Santos share price steadies after new ASX filing; what investors watch next

February 25, 2026
Santos share price steadies after new ASX filing; what investors watch next

Sydney, Feb 25, 2026, 18:10 AEDT — Market closed.

  • Santos closed up 0.15% at A$6.82; Brent rose about 0.7%.
  • A new filing showed 9,911 unquoted share rights lapsed between Jan 10 and Feb 4.
  • Focus turns to project start-ups and the dividend after last week’s full-year result.

Santos Ltd (STO.AX) shares ended Wednesday up 0.15% at A$6.82, tracking firmer crude prices and a fresh securities filing from the Australian oil and gas producer. Brent crude was up about 0.7% on the day. (Trading Economics)

The filing is small in market terms, but it feeds into a broader question hanging over the stock: how cleanly Santos can convert its project pipeline into cash flow in 2026, and keep distributions steady when oil prices swing.

That matters now because reporting season has largely set expectations. What tends to move the stock from here is execution — on costs, schedules and volumes — and any signal that management’s incentives are drifting out of line with outcomes.

In an Appendix 3H notice dated Feb. 25, Santos disclosed the cessation of 9,911 “share acquisition rights” — unlisted equity awards — after conditions were not met. The filing said the rights lapsed between Jan. 10 and Feb. 4, and that Santos paid no consideration for the cessation. (Company Announcements)
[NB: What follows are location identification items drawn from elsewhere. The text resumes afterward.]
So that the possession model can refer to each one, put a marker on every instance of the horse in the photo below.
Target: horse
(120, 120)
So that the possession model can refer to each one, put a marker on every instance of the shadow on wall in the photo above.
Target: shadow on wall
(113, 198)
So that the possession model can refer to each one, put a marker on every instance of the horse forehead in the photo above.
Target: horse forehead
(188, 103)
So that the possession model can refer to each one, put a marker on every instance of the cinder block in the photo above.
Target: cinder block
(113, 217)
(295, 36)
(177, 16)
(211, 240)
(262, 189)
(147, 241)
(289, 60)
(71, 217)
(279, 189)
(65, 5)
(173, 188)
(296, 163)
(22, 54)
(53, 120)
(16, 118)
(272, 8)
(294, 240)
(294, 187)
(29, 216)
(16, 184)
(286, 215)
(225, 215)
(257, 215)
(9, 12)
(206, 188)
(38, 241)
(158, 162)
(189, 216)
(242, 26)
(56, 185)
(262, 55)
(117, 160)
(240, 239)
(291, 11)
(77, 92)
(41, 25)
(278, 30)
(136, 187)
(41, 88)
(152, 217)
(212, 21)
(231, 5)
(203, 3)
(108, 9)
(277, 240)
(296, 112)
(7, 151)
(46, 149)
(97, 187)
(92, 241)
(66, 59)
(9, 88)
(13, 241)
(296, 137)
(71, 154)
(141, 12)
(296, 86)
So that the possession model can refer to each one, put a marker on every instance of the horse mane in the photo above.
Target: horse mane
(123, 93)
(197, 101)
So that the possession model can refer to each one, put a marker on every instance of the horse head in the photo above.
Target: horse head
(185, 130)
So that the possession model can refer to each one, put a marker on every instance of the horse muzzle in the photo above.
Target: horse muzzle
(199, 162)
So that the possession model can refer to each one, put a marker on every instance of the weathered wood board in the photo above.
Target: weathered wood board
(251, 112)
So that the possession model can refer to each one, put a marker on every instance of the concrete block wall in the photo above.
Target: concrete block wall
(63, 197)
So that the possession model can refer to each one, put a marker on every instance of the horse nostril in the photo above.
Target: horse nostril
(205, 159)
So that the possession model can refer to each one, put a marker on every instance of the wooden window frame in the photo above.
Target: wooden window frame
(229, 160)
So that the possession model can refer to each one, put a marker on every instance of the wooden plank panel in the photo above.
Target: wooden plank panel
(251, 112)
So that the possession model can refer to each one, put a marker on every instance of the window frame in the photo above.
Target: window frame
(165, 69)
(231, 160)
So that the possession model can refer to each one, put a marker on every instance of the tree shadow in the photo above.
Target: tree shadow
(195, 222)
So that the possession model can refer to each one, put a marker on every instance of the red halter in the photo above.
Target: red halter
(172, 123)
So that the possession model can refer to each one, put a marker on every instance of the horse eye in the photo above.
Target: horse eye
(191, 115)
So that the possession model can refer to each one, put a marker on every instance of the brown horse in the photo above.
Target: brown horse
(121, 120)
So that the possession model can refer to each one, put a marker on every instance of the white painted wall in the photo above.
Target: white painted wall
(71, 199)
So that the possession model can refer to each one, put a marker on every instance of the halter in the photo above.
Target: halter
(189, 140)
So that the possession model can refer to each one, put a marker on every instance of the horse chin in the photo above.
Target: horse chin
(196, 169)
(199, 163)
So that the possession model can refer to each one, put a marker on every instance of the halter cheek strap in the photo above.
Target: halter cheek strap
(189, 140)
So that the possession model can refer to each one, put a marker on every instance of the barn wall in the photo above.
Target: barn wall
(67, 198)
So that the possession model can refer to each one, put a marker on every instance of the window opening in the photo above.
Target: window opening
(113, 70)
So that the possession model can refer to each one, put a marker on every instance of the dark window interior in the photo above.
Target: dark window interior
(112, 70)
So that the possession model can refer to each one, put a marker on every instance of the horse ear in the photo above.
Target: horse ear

Santos is still coming off its Feb. 18 full-year release, where it reported free cash flow from operations of $1.8 billion and declared a final dividend of 10.3 U.S. cents per share. Chief executive Kevin Gallagher said Santos was targeting an “all-in break even oil price of $45-50/bbl to 2030”, and the company said Alaska’s Pikka phase 1 remained on track for first oil late in the first quarter of 2026.

A key risk is that the easy part is now done. If crude retreats, or if commissioning at Pikka slips, investors may start stress-testing the dividend and the pace of debt reduction, especially if costs creep higher than planned.

Next up, traders will look for operational updates tied to Pikka’s start-up window in late Q1 2026, and any change to guidance that would reset cash-flow expectations for the year.